BOOK II
BREAD
CHAPTER I
§ 1
The Chandler P. Corey Company was moving its offices. A twenty-year lease had been taken on a building especially designed to fit its needs in the East Thirties. The new home was a great cavernous concrete structure of eight spacious floors. On the ground floor were to be the new presses destined to print the magazines, and perhaps some of the books in the future; the next two floors were to house the bindery, the composing room and typesetting machines; the editorial rooms were to be located on the fourth floor, and above these would come in order the advertising, circulation and pattern departments, each with a stratum in the great concrete block to itself. The eighth floor was to be given over to surplus stock, and it would also serve as a store-room for paper and supplies.

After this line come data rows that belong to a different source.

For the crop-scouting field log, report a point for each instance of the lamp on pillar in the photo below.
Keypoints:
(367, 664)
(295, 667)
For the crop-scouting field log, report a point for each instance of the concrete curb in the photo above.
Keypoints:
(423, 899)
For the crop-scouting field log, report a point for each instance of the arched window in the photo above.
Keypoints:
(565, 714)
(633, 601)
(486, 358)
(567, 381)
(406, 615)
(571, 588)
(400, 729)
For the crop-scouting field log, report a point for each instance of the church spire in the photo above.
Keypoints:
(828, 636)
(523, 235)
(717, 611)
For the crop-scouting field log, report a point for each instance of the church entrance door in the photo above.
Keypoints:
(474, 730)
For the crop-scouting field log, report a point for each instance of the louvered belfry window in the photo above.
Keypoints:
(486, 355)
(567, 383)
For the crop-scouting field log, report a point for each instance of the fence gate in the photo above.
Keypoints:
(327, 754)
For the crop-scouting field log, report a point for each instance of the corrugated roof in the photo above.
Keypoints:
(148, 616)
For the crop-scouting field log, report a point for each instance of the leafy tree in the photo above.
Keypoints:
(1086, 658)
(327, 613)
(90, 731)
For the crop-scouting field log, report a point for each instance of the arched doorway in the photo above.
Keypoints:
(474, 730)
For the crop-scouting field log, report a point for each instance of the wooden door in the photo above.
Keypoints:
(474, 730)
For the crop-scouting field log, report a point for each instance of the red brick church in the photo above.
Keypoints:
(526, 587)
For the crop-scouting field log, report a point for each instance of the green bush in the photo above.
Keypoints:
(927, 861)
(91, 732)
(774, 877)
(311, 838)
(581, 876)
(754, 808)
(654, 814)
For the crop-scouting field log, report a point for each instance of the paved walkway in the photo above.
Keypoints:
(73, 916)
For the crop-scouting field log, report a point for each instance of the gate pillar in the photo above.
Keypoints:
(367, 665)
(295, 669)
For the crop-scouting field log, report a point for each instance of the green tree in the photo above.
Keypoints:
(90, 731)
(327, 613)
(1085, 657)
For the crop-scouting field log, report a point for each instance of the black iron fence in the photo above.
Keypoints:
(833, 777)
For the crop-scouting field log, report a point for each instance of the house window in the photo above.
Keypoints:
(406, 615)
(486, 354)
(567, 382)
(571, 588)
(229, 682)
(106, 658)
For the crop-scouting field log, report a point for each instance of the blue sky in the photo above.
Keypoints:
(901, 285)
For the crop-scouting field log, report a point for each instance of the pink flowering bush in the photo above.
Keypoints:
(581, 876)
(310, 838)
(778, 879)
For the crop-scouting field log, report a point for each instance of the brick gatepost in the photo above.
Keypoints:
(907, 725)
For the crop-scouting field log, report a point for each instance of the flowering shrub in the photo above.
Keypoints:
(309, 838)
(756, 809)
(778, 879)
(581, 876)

Both Corey’s Commentary and The Wheel of Fortune had made money for their owners during the past three years. It was the day of the “muck-raking” magazine, and Cavendish had unearthed a Wall Street scandal that sent the circulation of Corey’s Commentary climbing by leaps and bounds. The Wheel of Fortune had been rechristened The Ladies’ Fortune, and its contents were now devoted to women’s interests and fashions. The pattern business, that had been launched in connection with it, had proven from the outset immensely successful. Horatio Stephens was now its editor, and Miss Reubens conducted the special departments appearing among the advertising in its back pages, always referred to in the office as “contaminated matter.” The circulation of both periodicals had increased so rapidly that Mr. Featherstone had been obliged to announce an advance in their advertising rates every three months.
Other branches of the business, too, had grown and shown a profit. Francis Holme, who was head of the Book Sales Department, and now a member of the firm, had developed the manufacture and sale of book premiums and school books. He sold large quantities of the former to the publishers of other magazines, for use in their subscription campaigns, and was even more successful with the latter among private schools and some public ones throughout the country. One or two recent novels had sold over the hundred thousand mark, and the general standing of the Chandler B. Corey publications had improved. It was conceded in the trade they had now a better “line.” Something was being done, too, in the Mail Order Department, in charge of Walt Chase, and more and more sets of standard works were being sold by circularizing methods.
The installation and operation of their own presses had been a grave undertaking. Mr. Kipps had strenuously opposed it, arguing that the new building was enough of a responsibility, and that they should mark time for awhile and see how they stood, rather than incur a new loan of half a million dollars which the new presses involved. Mr. Corey was convinced, however, that a tide had arrived in their affairs which demanded a rapid expansion of the business, and if he and his partners were to make the most of the opportunity thus presented, they must rise to the occasion, and show themselves able to expand with it.
“There’s no use of our trying to crowd back into our shells after we’ve outgrown them, is there, Miss Sturgis?” he said to his secretary, with an amused twinkle in his eye, after a heated conference with the other members of the firm, during which Kipps in high dudgeon had left the room.
Jeannette smiled wisely. She believed that her chief was one of those few men who had far-seeing vision, and could look with keen perception and unfaltering eye into the future, and that he would carry Mr. Kipps, Mr. Featherstone, the office, his family, herself, everybody who attached themselves to him, to fame and fortune in spite of anything any one of them might do. When he was right, he knew it, and knew it with conviction, and nothing could shake him.